Kelvin Koon

An ECE Electives Review

Nov 4, 2021 · 13 min read

Table of Contents

Prologue

UBC’s Electrical and Computer Engineering department offers no shortage of advanced electives for upper year students. As someone who has a tendency to like too many things, I’ve worried about fitting all my interests into 12 credits. Though I ended up taking more credits than needed, the opportunity to dive into new fields was invaluable to my learning.

I’ll be going over the advanced electives I took to hopefully help you decide which electives may (or may not) be suitable for you.

Too Many Electives, Not Enough Time

You’d think I would’ve taken all the courses I wanted after spending 6 years at UBC. Unfortunately, workload and scheduling issues meant I decided to pursue other electives.

The electives listed are ones I would have taken given more semesters. I’ve also included details heard from previous students.
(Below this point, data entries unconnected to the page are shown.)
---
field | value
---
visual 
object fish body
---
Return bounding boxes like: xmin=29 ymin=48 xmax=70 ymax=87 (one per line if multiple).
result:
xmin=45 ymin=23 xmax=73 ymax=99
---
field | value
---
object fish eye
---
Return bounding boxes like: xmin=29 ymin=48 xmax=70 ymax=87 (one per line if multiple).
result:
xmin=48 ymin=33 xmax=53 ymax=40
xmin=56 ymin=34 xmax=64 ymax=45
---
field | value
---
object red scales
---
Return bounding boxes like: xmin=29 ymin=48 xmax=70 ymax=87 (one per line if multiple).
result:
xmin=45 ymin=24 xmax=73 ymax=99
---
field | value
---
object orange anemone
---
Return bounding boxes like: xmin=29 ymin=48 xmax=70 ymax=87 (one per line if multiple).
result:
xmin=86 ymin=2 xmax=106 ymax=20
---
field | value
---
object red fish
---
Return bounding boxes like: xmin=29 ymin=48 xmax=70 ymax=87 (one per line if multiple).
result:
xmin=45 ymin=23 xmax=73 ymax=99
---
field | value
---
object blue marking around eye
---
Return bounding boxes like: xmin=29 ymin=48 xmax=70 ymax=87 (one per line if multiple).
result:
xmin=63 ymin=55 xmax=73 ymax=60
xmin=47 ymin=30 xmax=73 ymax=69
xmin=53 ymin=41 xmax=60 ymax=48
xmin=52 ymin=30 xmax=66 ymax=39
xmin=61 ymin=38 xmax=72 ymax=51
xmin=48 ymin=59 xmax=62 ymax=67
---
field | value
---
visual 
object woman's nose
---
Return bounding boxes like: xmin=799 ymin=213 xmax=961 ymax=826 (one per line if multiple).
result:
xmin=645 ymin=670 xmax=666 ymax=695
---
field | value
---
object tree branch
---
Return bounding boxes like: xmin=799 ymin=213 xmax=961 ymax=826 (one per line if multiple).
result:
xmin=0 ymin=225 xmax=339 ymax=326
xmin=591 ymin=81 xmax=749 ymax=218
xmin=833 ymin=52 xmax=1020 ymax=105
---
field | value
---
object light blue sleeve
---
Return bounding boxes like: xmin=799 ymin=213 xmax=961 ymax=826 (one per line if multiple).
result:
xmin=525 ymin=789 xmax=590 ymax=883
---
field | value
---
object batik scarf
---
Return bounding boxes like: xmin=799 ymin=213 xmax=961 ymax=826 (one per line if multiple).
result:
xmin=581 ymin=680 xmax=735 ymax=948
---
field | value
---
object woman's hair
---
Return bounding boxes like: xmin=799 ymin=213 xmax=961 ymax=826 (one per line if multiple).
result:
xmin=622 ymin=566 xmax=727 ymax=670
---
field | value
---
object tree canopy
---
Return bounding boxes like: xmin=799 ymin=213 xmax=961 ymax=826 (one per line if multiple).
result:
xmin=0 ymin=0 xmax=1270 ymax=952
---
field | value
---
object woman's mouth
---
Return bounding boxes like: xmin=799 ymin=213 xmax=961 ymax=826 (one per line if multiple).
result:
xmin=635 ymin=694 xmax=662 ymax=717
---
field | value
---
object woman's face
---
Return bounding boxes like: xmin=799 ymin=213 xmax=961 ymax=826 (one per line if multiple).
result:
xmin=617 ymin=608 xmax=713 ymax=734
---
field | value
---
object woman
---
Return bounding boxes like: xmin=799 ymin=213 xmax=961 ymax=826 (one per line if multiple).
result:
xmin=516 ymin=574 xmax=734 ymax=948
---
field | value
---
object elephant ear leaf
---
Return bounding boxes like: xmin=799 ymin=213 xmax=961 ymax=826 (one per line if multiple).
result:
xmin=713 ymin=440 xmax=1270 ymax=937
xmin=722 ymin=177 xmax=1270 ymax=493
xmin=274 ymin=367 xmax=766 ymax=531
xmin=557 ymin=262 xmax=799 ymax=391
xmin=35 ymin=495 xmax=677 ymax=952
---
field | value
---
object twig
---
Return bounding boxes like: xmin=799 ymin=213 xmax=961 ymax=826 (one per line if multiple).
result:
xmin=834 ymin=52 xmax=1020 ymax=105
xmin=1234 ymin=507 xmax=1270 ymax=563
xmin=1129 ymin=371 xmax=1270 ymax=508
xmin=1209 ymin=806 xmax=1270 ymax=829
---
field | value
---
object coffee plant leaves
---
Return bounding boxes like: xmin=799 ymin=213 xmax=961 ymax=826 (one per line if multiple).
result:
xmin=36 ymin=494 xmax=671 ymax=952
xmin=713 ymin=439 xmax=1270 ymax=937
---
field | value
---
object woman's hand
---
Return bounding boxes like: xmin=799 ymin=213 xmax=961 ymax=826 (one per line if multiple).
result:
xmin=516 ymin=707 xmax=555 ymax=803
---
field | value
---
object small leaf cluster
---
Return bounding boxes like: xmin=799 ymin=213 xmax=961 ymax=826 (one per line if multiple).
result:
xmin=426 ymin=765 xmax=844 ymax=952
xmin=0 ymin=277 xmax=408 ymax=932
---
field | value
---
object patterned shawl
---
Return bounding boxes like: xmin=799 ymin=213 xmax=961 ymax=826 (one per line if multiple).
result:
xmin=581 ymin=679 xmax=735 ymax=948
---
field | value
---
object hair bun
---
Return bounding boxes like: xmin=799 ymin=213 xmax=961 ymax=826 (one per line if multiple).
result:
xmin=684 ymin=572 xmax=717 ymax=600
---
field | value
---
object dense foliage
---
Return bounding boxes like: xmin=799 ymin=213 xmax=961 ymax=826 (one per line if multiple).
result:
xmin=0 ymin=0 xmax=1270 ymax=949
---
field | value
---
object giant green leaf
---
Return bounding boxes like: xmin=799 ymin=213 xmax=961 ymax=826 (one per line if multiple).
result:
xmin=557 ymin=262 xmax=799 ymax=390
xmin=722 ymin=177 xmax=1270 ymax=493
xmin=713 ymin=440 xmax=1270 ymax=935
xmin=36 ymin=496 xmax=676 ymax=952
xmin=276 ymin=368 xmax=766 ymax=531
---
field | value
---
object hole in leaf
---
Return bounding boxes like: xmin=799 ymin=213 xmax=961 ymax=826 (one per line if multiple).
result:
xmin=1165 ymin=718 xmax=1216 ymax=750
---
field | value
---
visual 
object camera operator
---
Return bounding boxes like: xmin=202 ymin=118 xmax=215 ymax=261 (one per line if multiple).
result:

  • CPEN411 (Computer Architecture): The prominence of hardware for graphics and ML drew my interest in the course. Seemingly heavy workload with high expectations, which is on par with digital hardware courses here (eg. CPEN211).
  • CPEN432 (Real-Time System Design): Embedded courses aren’t plentiful for ELEC and the opportunity to work with FreeRTOS is neat. Without CPEN331 (Operating Systems) or MATH220 (Mathematical Proof) credits, I felt underprepared (especially with using proofs for scheduling theory). Previous course offerings featured a heavy courseload, but curriculum and instructor changes have tried to address this.
  • ELEC421 (Digital Signal and Image Processing): Despite struggling in ELEC221, I’ve heard good things about the course from my peers in terms of instructor and course content. Admittedly, I wouldn’t have been too keen to touch MATLAB again.
  • CPEN400D (Deep Learning): The course has fantastic instructors, what more you ask for? I opted to take ELEC400M due to scheduling conflicts.

Advanced Electives Review

The course selection was heavily influenced by my work experience. As such, your mileage may vary depending on how interested you are in the topics presented. The writing is presented with the caveat these are my opinions and I would encourage you to speak with previous students as well for more insight.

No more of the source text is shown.